Wednesday, March 30, 2011

Quality & Quantity

It is fascinating to see how people often focus on their demands for qualities instead of quantities, despite the fact that they themselves fail to carry out the message via own behaviours. Look at the many advertisements across highway and television show cases, putting the slogan such as “Quantity does not matter, but the quality,” and “We provide quality services.”  How they truly define the terms quality and quantity really? And how they differentiate from one to another apart from the alphabetic differences? Time is different now, so is the life and its people. Back then, academic achievement is seen as something qualitative, where the higher we go, the better we are. Nonetheless, it is somehow more towards the quantitative side in the current days, where the higher we achieved not necessarily equals to better skills or higher knowledge.
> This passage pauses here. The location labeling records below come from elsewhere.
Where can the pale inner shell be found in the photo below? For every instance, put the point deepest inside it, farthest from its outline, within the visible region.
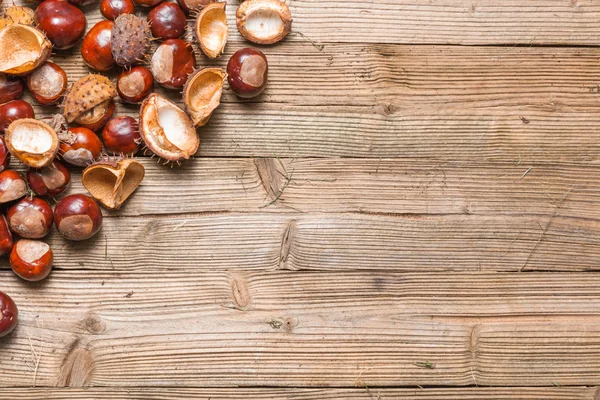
(264, 24)
(31, 250)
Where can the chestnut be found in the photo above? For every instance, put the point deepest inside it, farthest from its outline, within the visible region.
(11, 88)
(167, 21)
(13, 110)
(133, 85)
(111, 9)
(77, 217)
(63, 23)
(30, 217)
(81, 147)
(122, 136)
(8, 314)
(247, 72)
(95, 49)
(172, 62)
(95, 118)
(31, 259)
(47, 83)
(49, 181)
(12, 186)
(6, 240)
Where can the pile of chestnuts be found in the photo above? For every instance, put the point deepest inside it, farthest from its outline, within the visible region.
(86, 133)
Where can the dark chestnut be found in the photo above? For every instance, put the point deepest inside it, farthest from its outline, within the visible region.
(122, 136)
(172, 62)
(49, 181)
(47, 83)
(12, 186)
(8, 314)
(247, 72)
(63, 23)
(11, 88)
(81, 147)
(95, 49)
(111, 9)
(167, 21)
(31, 259)
(77, 217)
(13, 110)
(30, 217)
(133, 85)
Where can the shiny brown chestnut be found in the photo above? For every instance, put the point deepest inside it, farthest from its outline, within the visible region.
(133, 85)
(80, 147)
(172, 63)
(31, 259)
(11, 88)
(111, 9)
(49, 181)
(247, 72)
(30, 218)
(8, 314)
(63, 23)
(13, 110)
(47, 83)
(77, 217)
(122, 136)
(97, 117)
(167, 21)
(95, 49)
(12, 186)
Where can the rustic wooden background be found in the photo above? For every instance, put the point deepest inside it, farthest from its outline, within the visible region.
(411, 210)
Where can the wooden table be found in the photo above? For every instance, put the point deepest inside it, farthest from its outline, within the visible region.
(411, 210)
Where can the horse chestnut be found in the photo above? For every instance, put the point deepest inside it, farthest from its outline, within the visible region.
(31, 259)
(95, 49)
(63, 23)
(13, 110)
(111, 9)
(49, 181)
(8, 314)
(81, 147)
(77, 217)
(133, 85)
(30, 218)
(122, 136)
(247, 72)
(47, 83)
(167, 21)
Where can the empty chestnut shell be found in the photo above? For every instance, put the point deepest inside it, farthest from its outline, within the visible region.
(77, 217)
(30, 217)
(47, 83)
(172, 62)
(247, 72)
(80, 147)
(111, 9)
(135, 84)
(122, 136)
(49, 181)
(167, 21)
(95, 49)
(8, 314)
(31, 259)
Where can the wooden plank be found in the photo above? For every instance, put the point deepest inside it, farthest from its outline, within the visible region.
(335, 242)
(158, 393)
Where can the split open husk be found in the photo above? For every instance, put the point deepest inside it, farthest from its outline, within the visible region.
(166, 129)
(211, 29)
(264, 21)
(22, 49)
(33, 142)
(202, 93)
(112, 182)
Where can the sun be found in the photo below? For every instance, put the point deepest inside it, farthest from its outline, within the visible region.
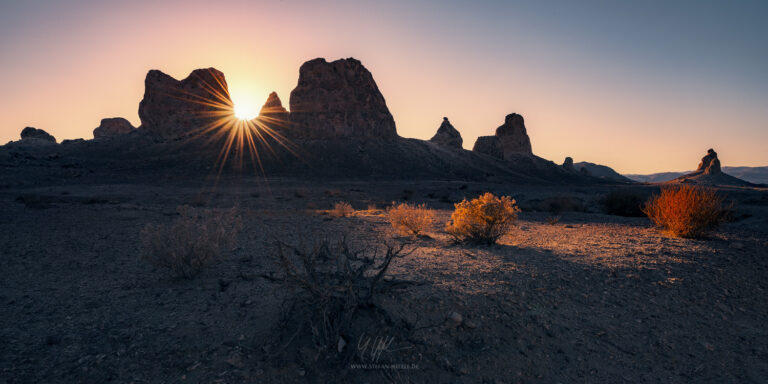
(245, 111)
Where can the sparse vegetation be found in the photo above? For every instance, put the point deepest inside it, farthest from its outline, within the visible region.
(191, 242)
(623, 203)
(482, 220)
(410, 219)
(686, 211)
(342, 209)
(336, 284)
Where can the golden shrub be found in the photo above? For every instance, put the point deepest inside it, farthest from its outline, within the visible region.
(686, 211)
(410, 219)
(482, 220)
(342, 209)
(190, 242)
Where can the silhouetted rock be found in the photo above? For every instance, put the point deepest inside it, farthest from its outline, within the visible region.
(447, 135)
(513, 136)
(510, 141)
(30, 133)
(173, 108)
(273, 114)
(339, 99)
(709, 164)
(489, 145)
(568, 164)
(113, 126)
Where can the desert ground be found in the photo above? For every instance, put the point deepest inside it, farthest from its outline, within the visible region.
(570, 295)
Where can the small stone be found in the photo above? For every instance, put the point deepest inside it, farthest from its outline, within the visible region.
(455, 319)
(113, 126)
(52, 340)
(236, 361)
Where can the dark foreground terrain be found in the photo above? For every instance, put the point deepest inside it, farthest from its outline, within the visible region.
(586, 298)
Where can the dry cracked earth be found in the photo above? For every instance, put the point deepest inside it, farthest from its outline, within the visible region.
(566, 297)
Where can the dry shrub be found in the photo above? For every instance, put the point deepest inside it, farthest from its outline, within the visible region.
(686, 211)
(336, 288)
(482, 220)
(410, 219)
(190, 242)
(342, 209)
(623, 203)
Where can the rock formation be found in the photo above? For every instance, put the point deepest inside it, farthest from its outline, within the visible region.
(30, 133)
(272, 113)
(447, 135)
(511, 139)
(513, 136)
(568, 164)
(339, 99)
(710, 164)
(113, 126)
(709, 173)
(489, 145)
(173, 108)
(600, 171)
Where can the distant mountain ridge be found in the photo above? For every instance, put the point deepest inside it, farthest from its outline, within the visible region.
(757, 175)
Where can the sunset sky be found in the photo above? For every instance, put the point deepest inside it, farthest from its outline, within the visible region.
(641, 86)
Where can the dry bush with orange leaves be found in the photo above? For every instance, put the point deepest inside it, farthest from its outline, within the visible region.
(342, 209)
(410, 219)
(192, 241)
(686, 211)
(482, 220)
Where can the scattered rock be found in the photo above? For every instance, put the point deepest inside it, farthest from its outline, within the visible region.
(172, 108)
(339, 99)
(447, 135)
(113, 126)
(31, 133)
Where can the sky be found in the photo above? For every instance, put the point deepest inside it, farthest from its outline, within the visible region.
(642, 87)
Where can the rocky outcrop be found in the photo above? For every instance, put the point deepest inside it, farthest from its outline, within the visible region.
(172, 108)
(447, 135)
(511, 140)
(710, 164)
(600, 171)
(489, 145)
(273, 115)
(339, 99)
(568, 164)
(513, 136)
(113, 126)
(31, 133)
(709, 172)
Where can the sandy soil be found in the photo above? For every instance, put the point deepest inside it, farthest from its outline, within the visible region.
(590, 298)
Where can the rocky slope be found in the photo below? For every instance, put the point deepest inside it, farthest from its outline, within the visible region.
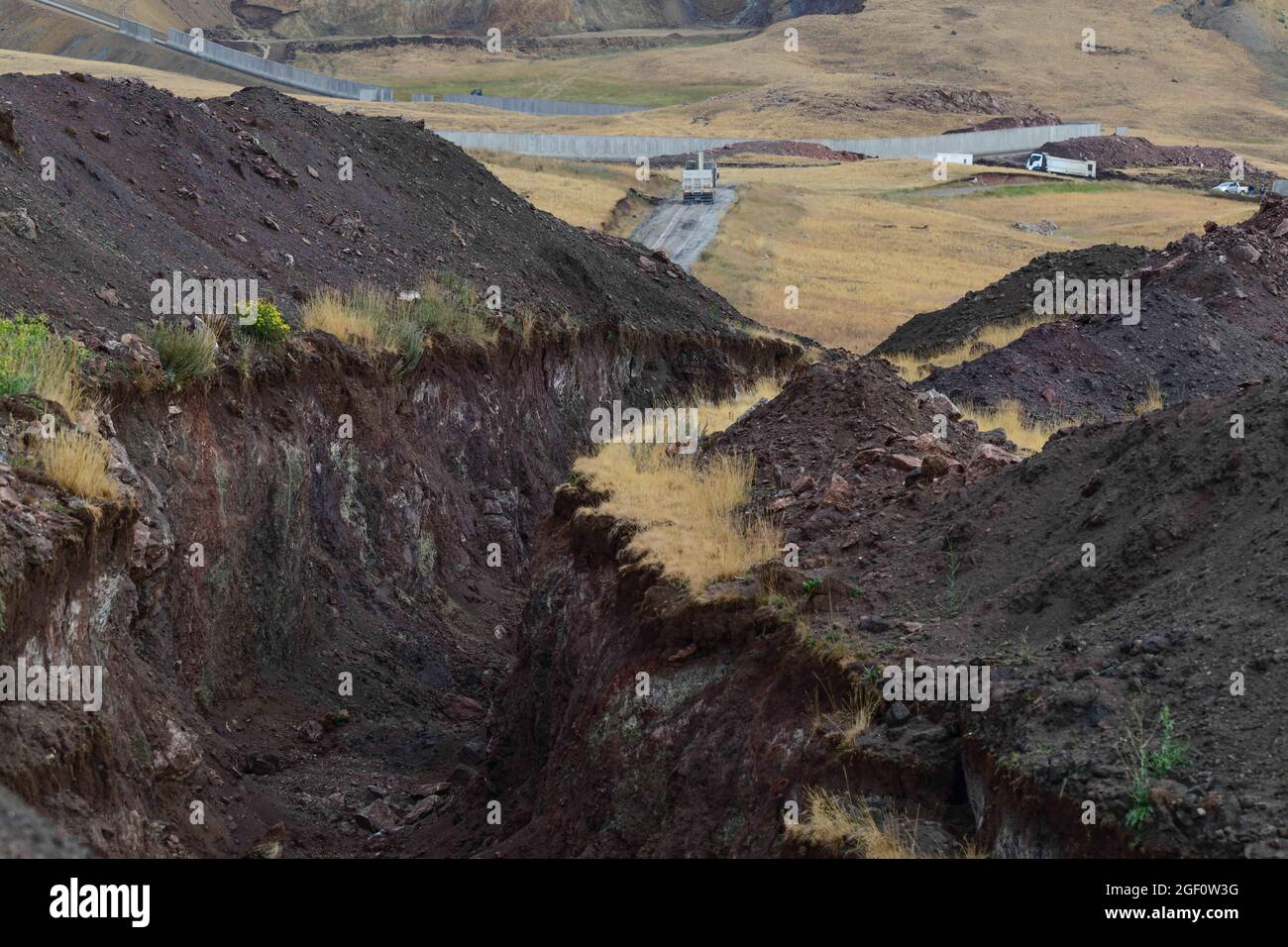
(1211, 317)
(978, 561)
(321, 554)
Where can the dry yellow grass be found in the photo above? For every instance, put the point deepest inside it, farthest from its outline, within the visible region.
(77, 463)
(850, 718)
(1153, 399)
(58, 377)
(329, 312)
(838, 826)
(688, 513)
(717, 416)
(868, 245)
(845, 63)
(1029, 434)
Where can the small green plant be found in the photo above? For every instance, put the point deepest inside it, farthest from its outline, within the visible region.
(21, 343)
(1025, 655)
(37, 361)
(268, 325)
(187, 355)
(954, 598)
(1149, 764)
(451, 307)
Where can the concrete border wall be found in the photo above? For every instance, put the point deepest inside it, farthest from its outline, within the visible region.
(136, 31)
(231, 58)
(542, 106)
(630, 147)
(278, 72)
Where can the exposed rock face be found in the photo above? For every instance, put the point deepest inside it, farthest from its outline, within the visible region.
(296, 579)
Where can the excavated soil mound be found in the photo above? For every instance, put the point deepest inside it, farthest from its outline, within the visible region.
(1129, 151)
(784, 149)
(250, 187)
(1009, 300)
(1211, 316)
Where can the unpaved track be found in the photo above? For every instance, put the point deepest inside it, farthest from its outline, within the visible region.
(684, 230)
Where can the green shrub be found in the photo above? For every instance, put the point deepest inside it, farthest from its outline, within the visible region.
(268, 328)
(1154, 764)
(408, 341)
(34, 360)
(451, 307)
(185, 354)
(22, 339)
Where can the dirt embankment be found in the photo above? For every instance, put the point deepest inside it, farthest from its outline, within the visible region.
(1211, 317)
(304, 517)
(1128, 151)
(256, 185)
(742, 151)
(584, 764)
(980, 561)
(1009, 300)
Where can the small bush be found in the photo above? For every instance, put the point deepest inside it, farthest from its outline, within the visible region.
(268, 328)
(77, 463)
(185, 354)
(34, 360)
(330, 312)
(21, 341)
(451, 307)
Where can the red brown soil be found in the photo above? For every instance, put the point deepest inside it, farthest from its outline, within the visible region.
(960, 570)
(780, 149)
(1009, 300)
(322, 554)
(223, 188)
(1129, 151)
(1212, 317)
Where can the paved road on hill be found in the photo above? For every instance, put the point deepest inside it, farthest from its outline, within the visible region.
(684, 230)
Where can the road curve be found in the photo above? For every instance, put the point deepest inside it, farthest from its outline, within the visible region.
(684, 230)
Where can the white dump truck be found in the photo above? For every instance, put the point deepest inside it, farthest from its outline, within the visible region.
(1041, 161)
(698, 180)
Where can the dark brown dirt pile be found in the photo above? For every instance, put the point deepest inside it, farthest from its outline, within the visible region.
(1009, 300)
(1212, 316)
(250, 187)
(1131, 151)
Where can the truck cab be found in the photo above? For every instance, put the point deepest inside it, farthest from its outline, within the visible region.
(698, 180)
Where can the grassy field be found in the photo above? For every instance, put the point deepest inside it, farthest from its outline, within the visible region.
(871, 244)
(1153, 72)
(867, 248)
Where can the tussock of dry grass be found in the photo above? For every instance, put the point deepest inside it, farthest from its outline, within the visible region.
(850, 718)
(77, 463)
(58, 376)
(1028, 433)
(1153, 399)
(688, 513)
(717, 416)
(329, 312)
(838, 826)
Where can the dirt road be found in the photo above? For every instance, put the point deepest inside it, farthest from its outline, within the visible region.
(684, 230)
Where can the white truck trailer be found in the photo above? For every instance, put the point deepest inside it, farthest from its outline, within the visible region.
(698, 180)
(1041, 161)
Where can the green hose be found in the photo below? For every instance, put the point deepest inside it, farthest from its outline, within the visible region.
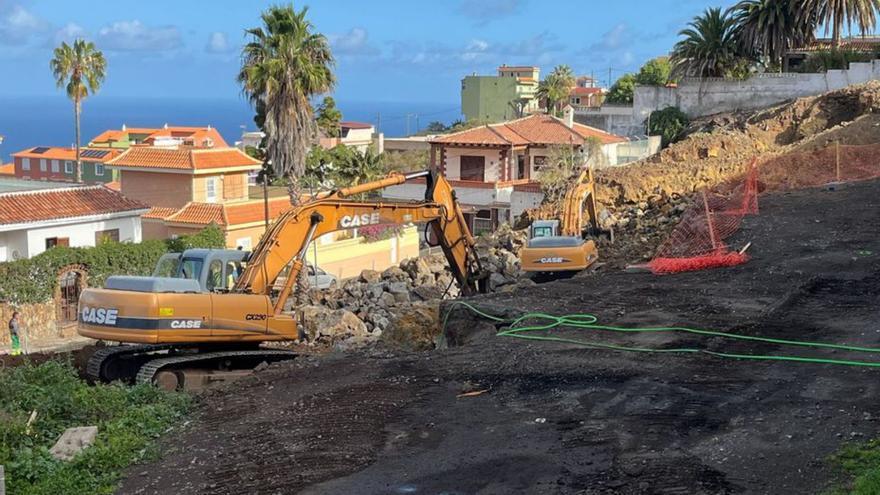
(516, 328)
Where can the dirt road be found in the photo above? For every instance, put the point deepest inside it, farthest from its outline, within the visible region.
(562, 419)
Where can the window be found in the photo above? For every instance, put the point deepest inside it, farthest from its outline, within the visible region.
(244, 243)
(211, 190)
(215, 275)
(57, 241)
(191, 268)
(472, 168)
(103, 236)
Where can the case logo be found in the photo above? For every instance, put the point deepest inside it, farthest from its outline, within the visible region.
(99, 316)
(349, 221)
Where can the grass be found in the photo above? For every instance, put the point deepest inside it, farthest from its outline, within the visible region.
(129, 420)
(862, 463)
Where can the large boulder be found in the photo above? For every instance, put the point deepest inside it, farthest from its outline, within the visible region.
(323, 325)
(415, 327)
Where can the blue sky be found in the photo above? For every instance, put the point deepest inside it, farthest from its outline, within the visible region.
(386, 50)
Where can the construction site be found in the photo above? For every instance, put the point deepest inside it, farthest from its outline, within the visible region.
(724, 341)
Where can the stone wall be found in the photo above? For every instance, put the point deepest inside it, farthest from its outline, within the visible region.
(701, 97)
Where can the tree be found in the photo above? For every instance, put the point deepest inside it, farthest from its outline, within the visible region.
(655, 72)
(81, 69)
(836, 13)
(556, 87)
(769, 28)
(283, 65)
(329, 117)
(668, 123)
(622, 90)
(710, 47)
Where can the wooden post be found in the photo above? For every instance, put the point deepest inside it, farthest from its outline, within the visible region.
(837, 158)
(709, 224)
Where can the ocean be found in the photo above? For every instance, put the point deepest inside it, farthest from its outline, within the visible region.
(48, 121)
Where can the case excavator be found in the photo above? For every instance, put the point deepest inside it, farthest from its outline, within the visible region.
(179, 332)
(562, 245)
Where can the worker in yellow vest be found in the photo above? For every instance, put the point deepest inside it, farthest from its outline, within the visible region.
(14, 330)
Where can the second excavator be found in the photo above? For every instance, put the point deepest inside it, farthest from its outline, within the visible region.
(187, 334)
(563, 245)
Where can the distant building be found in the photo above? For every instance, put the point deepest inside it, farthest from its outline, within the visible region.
(35, 216)
(494, 167)
(509, 94)
(197, 137)
(59, 164)
(357, 135)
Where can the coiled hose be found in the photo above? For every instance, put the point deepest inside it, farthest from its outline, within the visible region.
(523, 327)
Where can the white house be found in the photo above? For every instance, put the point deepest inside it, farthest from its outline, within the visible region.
(33, 220)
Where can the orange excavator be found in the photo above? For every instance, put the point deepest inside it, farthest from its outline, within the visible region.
(187, 334)
(560, 246)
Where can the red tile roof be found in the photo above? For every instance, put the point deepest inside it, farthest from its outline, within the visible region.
(60, 153)
(578, 91)
(183, 158)
(355, 125)
(230, 214)
(194, 136)
(199, 213)
(52, 204)
(538, 129)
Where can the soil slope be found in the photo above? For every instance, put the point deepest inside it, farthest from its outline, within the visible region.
(561, 419)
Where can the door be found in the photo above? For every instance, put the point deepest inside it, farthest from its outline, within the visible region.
(473, 168)
(70, 285)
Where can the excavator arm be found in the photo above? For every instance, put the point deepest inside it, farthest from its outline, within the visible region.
(582, 195)
(287, 240)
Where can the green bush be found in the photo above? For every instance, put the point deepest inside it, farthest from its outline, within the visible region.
(129, 419)
(825, 60)
(34, 280)
(669, 123)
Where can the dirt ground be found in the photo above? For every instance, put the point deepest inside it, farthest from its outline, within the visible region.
(562, 419)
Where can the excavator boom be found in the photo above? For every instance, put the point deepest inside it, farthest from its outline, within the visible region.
(182, 325)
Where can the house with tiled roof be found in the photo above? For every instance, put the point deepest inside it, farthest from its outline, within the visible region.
(56, 163)
(494, 167)
(189, 188)
(168, 136)
(35, 216)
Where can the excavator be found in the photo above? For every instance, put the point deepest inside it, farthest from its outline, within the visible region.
(561, 246)
(178, 334)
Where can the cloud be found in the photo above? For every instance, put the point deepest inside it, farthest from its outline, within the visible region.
(17, 25)
(134, 36)
(355, 42)
(486, 11)
(69, 33)
(218, 43)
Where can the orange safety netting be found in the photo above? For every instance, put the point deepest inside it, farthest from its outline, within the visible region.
(697, 242)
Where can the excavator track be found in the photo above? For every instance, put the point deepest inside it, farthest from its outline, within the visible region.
(110, 364)
(149, 372)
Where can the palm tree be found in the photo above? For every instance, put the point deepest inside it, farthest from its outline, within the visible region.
(836, 13)
(709, 47)
(556, 87)
(772, 27)
(283, 66)
(81, 69)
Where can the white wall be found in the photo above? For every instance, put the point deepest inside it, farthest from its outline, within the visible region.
(493, 161)
(31, 242)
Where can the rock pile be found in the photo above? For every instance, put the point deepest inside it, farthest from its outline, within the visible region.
(402, 301)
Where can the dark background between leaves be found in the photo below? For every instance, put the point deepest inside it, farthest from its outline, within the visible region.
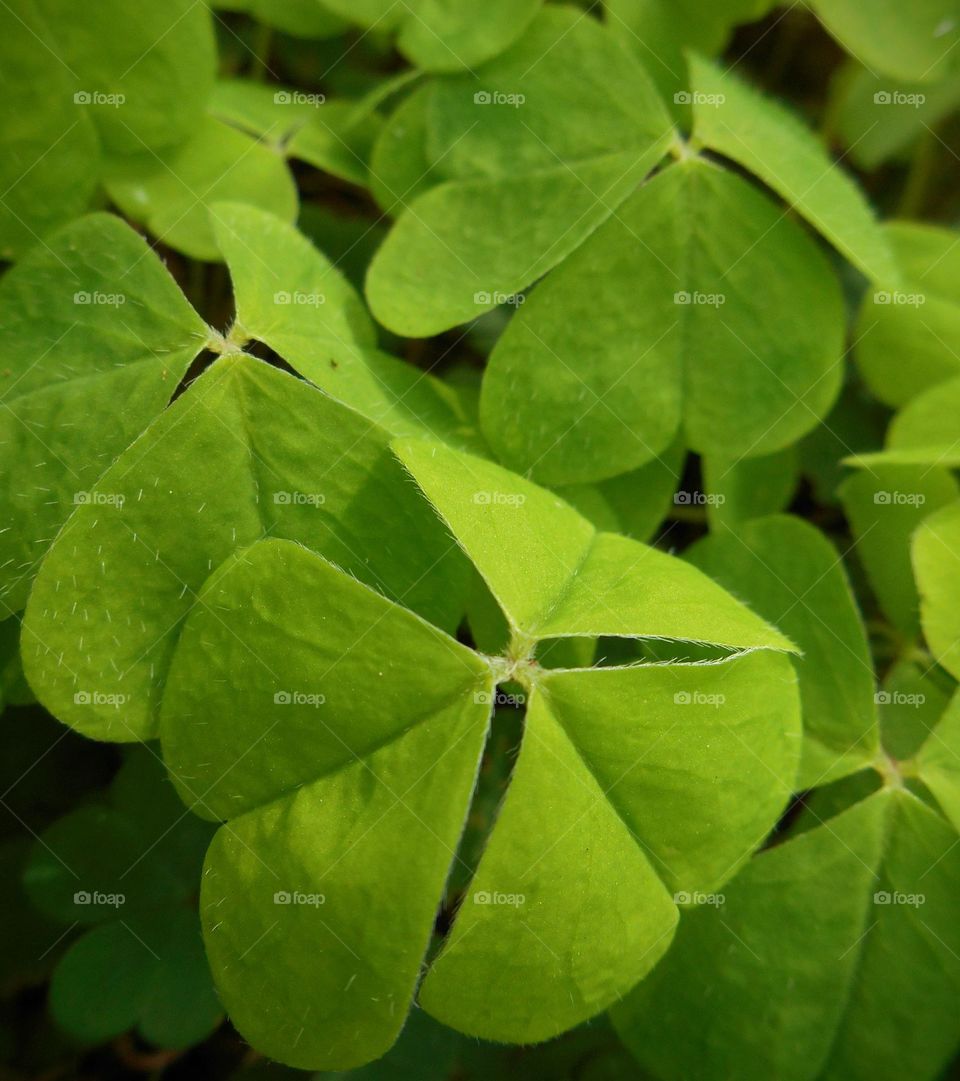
(47, 770)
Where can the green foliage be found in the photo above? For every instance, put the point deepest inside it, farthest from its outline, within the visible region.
(480, 574)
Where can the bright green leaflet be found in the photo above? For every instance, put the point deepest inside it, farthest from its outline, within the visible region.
(611, 107)
(159, 61)
(596, 383)
(660, 31)
(855, 424)
(288, 294)
(880, 120)
(925, 431)
(794, 577)
(323, 799)
(279, 458)
(452, 35)
(291, 297)
(904, 335)
(750, 488)
(884, 505)
(266, 649)
(801, 974)
(916, 42)
(524, 186)
(302, 18)
(938, 762)
(172, 194)
(399, 167)
(443, 35)
(120, 79)
(90, 319)
(49, 147)
(335, 136)
(624, 848)
(562, 577)
(738, 122)
(936, 559)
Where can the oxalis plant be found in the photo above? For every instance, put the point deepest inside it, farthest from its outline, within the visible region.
(498, 501)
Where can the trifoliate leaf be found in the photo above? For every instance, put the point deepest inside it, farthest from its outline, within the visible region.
(279, 458)
(905, 334)
(884, 504)
(758, 979)
(314, 958)
(443, 35)
(399, 165)
(925, 431)
(788, 572)
(328, 666)
(660, 31)
(736, 121)
(596, 384)
(144, 79)
(916, 43)
(288, 294)
(292, 298)
(912, 699)
(171, 194)
(452, 35)
(554, 575)
(632, 826)
(88, 321)
(642, 497)
(334, 784)
(533, 159)
(936, 558)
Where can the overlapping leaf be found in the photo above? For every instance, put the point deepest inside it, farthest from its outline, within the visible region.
(274, 719)
(531, 162)
(276, 457)
(72, 87)
(906, 335)
(936, 558)
(292, 298)
(443, 35)
(925, 431)
(736, 121)
(791, 575)
(834, 956)
(660, 32)
(89, 321)
(916, 43)
(884, 504)
(736, 345)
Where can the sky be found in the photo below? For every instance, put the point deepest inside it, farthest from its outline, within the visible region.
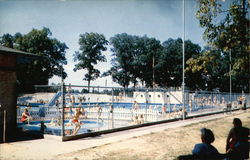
(67, 19)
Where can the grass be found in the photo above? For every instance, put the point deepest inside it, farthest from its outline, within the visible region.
(165, 145)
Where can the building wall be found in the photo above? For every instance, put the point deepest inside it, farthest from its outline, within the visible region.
(7, 94)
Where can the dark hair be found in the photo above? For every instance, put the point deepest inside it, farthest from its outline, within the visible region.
(237, 122)
(207, 136)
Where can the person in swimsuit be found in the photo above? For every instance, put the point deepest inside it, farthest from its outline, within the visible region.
(76, 121)
(26, 116)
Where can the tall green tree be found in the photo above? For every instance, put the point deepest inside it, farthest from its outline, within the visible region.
(37, 71)
(227, 30)
(124, 55)
(91, 47)
(170, 64)
(133, 59)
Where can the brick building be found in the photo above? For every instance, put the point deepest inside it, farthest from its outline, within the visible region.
(9, 58)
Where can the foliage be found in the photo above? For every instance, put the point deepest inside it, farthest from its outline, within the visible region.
(39, 70)
(227, 30)
(170, 63)
(91, 47)
(132, 56)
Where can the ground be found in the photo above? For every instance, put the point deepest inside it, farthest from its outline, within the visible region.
(164, 145)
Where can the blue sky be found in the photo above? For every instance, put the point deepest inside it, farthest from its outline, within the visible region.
(67, 19)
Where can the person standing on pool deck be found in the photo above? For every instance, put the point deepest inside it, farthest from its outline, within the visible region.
(99, 112)
(76, 121)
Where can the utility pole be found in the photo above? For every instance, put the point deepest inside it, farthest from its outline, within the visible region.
(230, 74)
(183, 63)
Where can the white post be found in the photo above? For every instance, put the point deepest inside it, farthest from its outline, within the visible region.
(183, 62)
(4, 126)
(230, 77)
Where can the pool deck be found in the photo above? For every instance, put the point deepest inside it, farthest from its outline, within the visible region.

Why so? Look at the so called quality education system; there may be tons of doctorate holders as educators, but the work they produce might not even meet the lowest level of quality. How pathetic. In this case, education achievement is more on the measure of quantity, because the higher we achieve simply shows the longer list under the column of academic achievement as we draft out on our resume. Seriously, where is the quality? Well, some of us may say educators are there merely to assist us in academic growth, and spoon feeding does us no good at all. Indeed we are not supposed to be overly dependent on people whom we assume to be reliable as knowledge sources, where we only seek them for assistance, but here’s the catch. If they cannot provide moderate or high quality assistance, what else do we do? Depend on self may be one way, or perhaps we seek for other better sources. So, at the end of the day, we still seek for quality even when it comes to help and assistance. And when the educators cannot meet our needs, what is the point of us registering ourselves into private institution for the quality education as they claim and pay tons of money for the unmet standards? Quality and quantity; what a argumentative topic when given the right case study.